# Hiya



## Frederick Russ (Dec 27, 2019)

Just ducking in here to wish everyone a happy holiday - however that looks for you. To those who know me, nice to see you; to those who don’t, nice to meet you. For all the things VI was, is, and will be, I’m rooting for it to continue for years. It’s really not easy to keep a lid on everything for the admin so please try to cut Mike G some slack from time to time for good measure. And please take good care of yourselves. (Health, exercise, friendships, and education). 2020 should be interesting.

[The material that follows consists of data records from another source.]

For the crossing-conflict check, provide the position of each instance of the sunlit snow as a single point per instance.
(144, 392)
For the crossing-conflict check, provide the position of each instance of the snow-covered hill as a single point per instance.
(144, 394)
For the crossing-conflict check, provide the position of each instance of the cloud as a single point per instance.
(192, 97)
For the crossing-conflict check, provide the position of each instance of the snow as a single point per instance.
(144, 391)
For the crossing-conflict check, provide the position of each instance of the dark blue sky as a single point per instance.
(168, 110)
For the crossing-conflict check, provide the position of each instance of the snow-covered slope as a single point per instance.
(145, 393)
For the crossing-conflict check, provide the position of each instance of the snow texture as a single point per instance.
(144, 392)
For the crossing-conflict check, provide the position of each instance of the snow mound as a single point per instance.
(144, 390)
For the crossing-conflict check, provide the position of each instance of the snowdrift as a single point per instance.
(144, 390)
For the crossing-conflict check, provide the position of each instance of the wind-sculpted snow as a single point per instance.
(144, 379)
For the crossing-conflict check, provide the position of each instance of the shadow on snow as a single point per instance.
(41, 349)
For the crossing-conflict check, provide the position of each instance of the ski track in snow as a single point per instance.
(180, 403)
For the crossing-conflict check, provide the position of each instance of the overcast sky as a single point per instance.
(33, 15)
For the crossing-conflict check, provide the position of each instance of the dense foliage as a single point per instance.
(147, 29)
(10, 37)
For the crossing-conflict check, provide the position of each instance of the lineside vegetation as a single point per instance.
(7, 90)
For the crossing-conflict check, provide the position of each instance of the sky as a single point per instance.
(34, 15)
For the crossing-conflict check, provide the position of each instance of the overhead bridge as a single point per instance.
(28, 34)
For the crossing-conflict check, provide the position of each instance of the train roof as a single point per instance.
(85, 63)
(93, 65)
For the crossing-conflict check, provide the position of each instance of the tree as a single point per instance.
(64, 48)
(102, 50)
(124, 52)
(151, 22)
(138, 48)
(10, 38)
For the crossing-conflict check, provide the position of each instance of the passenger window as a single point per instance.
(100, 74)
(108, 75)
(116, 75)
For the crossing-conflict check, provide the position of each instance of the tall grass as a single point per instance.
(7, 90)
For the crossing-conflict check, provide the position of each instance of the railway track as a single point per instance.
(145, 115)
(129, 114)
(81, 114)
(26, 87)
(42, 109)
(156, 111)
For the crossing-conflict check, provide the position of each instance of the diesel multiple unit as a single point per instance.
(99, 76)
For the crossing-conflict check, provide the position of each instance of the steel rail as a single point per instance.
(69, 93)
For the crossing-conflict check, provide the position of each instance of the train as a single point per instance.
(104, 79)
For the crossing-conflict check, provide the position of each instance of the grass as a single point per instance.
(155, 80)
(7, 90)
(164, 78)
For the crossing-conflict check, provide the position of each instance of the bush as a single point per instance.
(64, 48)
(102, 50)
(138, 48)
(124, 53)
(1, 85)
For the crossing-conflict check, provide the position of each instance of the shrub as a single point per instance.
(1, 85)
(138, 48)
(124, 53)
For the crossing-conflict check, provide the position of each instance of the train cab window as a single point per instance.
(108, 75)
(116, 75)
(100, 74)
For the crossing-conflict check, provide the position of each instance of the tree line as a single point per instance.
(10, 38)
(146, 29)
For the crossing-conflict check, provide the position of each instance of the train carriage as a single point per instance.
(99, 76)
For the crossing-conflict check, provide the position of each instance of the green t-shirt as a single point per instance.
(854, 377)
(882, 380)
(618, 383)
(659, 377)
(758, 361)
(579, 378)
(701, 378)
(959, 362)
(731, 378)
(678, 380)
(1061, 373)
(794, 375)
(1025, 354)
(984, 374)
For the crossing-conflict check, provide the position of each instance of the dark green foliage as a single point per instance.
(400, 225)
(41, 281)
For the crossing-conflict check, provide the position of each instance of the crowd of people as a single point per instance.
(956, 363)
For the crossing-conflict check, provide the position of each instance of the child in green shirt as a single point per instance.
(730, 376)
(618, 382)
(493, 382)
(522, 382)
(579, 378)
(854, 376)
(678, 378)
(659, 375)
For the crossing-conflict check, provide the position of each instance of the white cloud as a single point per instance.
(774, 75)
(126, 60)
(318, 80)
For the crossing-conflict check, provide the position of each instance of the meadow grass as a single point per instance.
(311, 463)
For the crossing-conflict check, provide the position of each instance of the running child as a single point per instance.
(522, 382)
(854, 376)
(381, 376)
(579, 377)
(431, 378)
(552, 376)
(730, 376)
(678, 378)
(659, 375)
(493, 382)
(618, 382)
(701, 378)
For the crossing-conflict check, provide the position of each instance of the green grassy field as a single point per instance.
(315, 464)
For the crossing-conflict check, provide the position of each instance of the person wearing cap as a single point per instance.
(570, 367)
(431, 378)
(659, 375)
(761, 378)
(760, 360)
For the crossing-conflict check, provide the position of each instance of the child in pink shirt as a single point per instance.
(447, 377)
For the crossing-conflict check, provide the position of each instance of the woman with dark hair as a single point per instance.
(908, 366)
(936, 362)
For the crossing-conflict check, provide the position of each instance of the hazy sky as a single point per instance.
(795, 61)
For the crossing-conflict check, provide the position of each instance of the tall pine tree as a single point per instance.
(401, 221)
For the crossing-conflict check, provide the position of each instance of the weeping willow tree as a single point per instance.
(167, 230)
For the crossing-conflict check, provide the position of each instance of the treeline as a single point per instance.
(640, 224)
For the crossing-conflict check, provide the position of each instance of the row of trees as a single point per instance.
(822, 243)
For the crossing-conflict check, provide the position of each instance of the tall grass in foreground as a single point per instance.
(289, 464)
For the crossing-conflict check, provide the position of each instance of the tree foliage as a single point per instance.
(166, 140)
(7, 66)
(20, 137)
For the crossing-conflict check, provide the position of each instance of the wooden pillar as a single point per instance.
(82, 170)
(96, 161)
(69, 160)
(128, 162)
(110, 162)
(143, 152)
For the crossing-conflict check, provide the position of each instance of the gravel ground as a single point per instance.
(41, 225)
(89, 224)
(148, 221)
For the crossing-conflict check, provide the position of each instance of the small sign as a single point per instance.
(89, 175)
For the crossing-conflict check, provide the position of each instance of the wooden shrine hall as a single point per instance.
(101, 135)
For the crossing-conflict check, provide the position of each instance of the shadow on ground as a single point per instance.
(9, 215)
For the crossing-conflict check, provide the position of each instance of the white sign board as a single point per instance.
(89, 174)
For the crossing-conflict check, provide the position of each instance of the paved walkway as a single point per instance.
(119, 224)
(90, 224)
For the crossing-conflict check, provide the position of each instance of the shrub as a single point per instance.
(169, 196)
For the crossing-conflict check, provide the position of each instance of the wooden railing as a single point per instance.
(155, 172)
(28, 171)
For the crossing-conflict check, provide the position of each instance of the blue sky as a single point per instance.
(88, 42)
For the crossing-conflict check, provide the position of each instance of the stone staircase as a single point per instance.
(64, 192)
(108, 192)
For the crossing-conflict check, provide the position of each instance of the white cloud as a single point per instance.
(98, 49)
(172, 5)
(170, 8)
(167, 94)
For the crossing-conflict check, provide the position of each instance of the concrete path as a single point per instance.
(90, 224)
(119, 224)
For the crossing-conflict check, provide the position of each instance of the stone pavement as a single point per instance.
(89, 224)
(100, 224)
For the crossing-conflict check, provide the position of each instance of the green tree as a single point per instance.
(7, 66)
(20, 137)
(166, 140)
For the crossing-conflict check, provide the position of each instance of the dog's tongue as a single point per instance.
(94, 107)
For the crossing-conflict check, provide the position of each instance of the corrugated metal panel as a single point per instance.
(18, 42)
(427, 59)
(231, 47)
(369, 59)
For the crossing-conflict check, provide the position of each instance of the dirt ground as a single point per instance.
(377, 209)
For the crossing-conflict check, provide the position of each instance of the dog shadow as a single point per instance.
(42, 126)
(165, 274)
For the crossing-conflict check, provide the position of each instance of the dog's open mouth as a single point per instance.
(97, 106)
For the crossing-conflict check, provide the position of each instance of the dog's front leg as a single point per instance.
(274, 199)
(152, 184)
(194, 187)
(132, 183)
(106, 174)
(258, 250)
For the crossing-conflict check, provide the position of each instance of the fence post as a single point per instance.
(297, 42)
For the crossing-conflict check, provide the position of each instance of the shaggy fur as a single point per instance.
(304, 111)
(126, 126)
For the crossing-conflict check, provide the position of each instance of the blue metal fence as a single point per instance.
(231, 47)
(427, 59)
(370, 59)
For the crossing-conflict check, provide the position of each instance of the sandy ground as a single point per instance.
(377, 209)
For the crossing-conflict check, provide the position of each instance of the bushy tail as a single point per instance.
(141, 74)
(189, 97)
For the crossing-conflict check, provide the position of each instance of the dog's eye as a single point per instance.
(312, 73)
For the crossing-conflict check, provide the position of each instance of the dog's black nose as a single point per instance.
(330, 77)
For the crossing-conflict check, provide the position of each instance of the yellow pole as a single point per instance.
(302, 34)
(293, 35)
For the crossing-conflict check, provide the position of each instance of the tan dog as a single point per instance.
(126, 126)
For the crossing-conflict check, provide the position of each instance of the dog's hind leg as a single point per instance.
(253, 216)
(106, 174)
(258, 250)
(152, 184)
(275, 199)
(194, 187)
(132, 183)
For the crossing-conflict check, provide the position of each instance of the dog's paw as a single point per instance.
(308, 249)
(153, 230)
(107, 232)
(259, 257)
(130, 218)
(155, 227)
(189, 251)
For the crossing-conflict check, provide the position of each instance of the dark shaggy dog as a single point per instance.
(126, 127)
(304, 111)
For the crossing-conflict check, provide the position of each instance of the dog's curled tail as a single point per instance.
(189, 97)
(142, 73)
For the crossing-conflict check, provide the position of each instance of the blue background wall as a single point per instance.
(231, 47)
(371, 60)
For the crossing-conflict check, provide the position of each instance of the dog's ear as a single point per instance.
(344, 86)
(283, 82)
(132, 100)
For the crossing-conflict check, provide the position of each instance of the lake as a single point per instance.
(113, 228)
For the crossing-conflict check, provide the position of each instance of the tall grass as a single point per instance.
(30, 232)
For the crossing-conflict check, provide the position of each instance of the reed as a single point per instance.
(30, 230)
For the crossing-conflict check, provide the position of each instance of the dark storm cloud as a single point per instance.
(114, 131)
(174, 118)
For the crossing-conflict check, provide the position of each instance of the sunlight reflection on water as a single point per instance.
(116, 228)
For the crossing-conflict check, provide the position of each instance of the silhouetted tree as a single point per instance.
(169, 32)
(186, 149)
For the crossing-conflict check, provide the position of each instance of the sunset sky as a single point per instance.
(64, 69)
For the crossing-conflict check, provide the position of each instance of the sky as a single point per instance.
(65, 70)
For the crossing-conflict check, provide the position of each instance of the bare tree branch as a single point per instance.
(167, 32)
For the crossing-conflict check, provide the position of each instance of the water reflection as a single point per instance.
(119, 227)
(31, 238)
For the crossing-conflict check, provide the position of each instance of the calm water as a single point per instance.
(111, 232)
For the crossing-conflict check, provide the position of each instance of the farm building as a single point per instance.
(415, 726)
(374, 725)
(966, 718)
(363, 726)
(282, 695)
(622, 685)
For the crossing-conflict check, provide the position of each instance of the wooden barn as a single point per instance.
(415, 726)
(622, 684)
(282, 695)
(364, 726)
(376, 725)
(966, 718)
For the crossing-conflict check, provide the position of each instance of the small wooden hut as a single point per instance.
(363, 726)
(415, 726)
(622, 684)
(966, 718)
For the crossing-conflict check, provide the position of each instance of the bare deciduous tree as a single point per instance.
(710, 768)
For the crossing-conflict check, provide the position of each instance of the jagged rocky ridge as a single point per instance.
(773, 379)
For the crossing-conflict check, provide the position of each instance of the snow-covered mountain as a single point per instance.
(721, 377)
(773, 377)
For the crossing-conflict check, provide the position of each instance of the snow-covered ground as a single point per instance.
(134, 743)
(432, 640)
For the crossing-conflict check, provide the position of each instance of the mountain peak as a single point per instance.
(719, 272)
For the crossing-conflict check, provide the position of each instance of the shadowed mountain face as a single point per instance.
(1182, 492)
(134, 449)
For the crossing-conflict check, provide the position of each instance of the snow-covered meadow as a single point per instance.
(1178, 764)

“He who dies with the most toys wins.” —Buddha (I think)


----------



## angeruroth (Dec 27, 2019)

Happy holidays Frederick!
And long live VI-C  
Cheers!


----------



## Jack Weaver (Dec 27, 2019)

Thanks for the great forum - 15 years of great insight and info. 

.


----------



## JPComposer (Dec 27, 2019)

Its in great hands. Thanks for all your hard work in the past!


----------



## Frederick Russ (Dec 28, 2019)

Jack Weaver said:


> Thanks for the great forum - 15 years of great insight and info.
> 
> .


So good to hear from you, my old friend. I hope life is treating you well.


----------



## Frederick Russ (Dec 28, 2019)

JPComposer said:


> Its in great hands. Thanks for all your hard work in the past!


You too! You’re missed.


----------